Selon le GTSC, ces projets d’infrastructures sont financés par la Banque mondiale et l’Agence Française de Développement (AFD). Les financements annoncés s’élèvent à 30 637 410 dollars américains pour la Banque mondiale et à 5 millions d’euros pour l’AFD.

Dans sa déclaration, le GTSC affirme que la coordination du projet PURIC aurait versé ces financements à l’UNOPS pour l’exécution des marchés. L’organisation déplore toutefois que l’UNOPS n’aurait pas honoré ses engagements auprès des entreprises chargées des travaux, notamment l’Office National du Matériel (ONM) et le groupement MATIERE/SOFIA TP, alors même que les travaux auraient déjà été lancés sur le terrain.Pour le GTSC, cette situation affecte directement les populations du Nord-Est, confrontées à un réseau routier fortement dégradé. Elle estime que les difficultés liées à ces travaux aggravent les problèmes de déplacement des habitants et soulèvent également des interrogations sur le rôle de l’UNOPS dans la mise en œuvre de ces projets.Le groupe de la société civile critique également la réaction du gouvernement, qu’il juge insuffisante au regard des préjudices subis par l’État et les populations locales. Face à cette situation, le GTSC annonce se réserver le droit d’intenter une action en justice contre l’UNOPS.

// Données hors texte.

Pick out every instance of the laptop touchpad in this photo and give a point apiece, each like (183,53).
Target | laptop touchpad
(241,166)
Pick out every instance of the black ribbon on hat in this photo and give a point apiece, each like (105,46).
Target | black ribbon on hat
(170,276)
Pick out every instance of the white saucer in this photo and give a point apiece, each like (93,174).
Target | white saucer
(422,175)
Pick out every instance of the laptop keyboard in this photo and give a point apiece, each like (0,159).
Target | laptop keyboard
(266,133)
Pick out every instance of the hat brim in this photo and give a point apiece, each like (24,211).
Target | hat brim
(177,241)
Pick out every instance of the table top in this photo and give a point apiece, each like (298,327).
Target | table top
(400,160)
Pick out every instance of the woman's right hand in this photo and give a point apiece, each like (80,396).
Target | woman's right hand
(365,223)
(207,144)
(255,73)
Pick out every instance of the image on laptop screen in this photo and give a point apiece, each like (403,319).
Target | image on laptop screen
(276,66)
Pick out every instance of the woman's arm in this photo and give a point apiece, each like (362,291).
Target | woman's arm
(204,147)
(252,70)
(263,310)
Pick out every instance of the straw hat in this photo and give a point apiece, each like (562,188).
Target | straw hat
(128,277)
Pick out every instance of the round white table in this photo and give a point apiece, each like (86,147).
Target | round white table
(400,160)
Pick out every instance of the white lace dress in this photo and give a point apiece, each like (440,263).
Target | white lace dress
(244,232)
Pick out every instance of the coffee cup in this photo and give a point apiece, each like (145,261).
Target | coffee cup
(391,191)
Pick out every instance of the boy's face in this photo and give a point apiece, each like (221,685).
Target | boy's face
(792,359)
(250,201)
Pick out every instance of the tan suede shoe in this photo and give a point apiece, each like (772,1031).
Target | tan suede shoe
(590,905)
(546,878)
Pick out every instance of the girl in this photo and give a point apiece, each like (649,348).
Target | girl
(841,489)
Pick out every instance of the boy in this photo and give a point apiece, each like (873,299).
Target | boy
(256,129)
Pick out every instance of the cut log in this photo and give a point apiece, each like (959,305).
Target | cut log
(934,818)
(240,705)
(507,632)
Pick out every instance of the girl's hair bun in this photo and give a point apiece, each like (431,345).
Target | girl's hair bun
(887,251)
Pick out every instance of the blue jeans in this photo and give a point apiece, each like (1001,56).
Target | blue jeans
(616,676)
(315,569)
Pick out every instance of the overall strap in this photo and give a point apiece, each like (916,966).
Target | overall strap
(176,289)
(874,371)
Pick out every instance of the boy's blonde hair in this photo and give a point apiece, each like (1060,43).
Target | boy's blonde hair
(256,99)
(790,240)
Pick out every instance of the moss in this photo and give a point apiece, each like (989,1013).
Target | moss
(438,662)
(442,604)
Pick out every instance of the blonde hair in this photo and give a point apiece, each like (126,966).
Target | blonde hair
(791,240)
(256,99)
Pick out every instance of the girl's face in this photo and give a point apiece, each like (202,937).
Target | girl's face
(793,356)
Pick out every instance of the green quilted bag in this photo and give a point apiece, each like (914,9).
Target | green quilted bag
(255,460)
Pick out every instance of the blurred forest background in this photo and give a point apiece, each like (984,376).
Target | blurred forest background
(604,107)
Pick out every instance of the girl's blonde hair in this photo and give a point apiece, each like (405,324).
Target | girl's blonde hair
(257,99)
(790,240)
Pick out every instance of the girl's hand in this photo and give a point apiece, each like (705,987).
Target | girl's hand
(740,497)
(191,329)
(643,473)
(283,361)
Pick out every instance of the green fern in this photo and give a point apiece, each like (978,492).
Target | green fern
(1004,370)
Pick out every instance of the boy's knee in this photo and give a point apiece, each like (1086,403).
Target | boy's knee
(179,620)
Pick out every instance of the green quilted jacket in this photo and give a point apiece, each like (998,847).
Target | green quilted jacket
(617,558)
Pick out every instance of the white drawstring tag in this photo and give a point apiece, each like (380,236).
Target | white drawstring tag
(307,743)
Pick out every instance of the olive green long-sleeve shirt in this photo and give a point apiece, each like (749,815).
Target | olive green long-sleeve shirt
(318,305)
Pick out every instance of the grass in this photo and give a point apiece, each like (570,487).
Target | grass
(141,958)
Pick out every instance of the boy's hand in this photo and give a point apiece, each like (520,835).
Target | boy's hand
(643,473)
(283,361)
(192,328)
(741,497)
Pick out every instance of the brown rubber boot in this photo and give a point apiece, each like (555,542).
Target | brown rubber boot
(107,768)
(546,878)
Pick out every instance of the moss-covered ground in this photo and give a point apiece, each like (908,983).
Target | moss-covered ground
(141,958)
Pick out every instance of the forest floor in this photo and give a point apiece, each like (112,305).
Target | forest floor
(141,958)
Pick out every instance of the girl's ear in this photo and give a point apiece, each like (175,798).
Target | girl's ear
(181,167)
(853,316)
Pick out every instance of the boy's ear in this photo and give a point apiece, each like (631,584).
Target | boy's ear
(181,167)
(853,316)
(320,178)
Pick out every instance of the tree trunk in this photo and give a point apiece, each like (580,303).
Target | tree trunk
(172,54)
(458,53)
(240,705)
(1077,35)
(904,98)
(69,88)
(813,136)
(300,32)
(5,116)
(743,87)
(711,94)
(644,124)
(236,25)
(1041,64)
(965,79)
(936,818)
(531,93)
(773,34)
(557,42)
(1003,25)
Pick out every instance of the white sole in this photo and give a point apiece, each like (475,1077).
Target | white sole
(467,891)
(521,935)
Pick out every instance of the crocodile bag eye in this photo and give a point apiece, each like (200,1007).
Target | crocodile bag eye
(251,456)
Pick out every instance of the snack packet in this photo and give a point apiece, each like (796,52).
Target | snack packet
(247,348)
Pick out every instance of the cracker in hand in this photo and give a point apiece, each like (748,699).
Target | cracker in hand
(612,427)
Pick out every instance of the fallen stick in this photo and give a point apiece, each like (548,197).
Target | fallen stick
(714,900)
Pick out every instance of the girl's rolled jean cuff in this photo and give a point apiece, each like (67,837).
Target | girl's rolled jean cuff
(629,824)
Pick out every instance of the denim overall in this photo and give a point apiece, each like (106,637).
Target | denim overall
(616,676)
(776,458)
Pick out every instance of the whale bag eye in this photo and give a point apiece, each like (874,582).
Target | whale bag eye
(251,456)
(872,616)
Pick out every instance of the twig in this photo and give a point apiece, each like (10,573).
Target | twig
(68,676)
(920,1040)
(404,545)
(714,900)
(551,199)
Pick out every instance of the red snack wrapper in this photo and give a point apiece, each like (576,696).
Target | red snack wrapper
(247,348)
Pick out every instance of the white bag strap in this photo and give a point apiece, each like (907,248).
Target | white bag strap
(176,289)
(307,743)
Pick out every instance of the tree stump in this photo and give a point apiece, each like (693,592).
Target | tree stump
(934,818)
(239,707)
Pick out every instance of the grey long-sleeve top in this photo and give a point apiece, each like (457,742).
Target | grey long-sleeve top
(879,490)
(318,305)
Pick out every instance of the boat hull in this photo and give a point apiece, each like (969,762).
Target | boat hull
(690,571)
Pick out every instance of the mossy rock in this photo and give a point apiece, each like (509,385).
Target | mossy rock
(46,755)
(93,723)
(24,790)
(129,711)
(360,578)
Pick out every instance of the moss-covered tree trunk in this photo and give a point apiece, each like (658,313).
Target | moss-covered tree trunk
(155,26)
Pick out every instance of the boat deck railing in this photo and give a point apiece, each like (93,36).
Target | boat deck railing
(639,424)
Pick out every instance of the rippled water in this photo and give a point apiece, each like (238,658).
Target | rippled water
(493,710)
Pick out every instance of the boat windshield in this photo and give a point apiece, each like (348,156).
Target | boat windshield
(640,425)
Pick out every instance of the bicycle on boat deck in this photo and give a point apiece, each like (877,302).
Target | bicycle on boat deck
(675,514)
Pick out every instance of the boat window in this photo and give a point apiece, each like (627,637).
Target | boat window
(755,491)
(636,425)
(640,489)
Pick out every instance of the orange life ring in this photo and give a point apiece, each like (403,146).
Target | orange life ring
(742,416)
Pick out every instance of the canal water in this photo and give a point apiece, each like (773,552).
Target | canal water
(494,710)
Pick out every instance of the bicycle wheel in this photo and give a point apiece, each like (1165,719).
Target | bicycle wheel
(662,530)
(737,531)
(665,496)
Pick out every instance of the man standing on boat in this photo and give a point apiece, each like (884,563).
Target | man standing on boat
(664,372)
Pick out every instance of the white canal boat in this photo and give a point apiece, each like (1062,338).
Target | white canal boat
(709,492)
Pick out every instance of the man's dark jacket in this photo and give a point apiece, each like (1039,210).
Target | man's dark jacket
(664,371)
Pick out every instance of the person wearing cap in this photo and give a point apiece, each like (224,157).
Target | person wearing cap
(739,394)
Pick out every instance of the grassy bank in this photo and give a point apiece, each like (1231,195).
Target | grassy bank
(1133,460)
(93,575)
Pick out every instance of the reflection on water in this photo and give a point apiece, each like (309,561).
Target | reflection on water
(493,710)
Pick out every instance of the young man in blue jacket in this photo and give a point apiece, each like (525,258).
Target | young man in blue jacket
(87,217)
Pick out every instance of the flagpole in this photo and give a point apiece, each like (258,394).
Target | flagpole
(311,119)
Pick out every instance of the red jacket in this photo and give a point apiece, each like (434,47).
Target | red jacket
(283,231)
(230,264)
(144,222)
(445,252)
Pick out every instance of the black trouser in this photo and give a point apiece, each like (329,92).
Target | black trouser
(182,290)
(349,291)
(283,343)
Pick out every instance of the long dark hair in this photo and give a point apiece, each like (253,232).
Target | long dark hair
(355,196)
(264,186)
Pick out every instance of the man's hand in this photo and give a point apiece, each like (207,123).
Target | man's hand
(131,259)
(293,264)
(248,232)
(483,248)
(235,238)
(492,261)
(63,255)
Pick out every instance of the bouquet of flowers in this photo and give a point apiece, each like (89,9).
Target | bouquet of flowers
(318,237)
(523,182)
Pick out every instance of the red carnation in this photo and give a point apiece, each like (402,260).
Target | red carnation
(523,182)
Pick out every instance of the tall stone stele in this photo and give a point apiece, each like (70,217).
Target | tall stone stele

Dans ce communiqué, le GTSG demande à l’Assemblée nationale d’interpeller le gouvernement, particulièrement le ministre d’État chargé de l’Équipement et des Travaux publics, afin que toute la lumière soit faite sur cette affaire. A ce même titre, il recommande également au gouvernement de négocier directement et efficacement les futurs accords afin que les projets d’infrastructures bénéficient rapidement aux populations, sans ce qu’elle qualifie d’intermédiation superflue des agences onusiennes.

À travers cette déclaration, le GTSC appelle ainsi à des éclaircissements sur la gestion de ces financements et sur l’avancement des travaux routiers dans le Nord-Est de la République centrafricaine.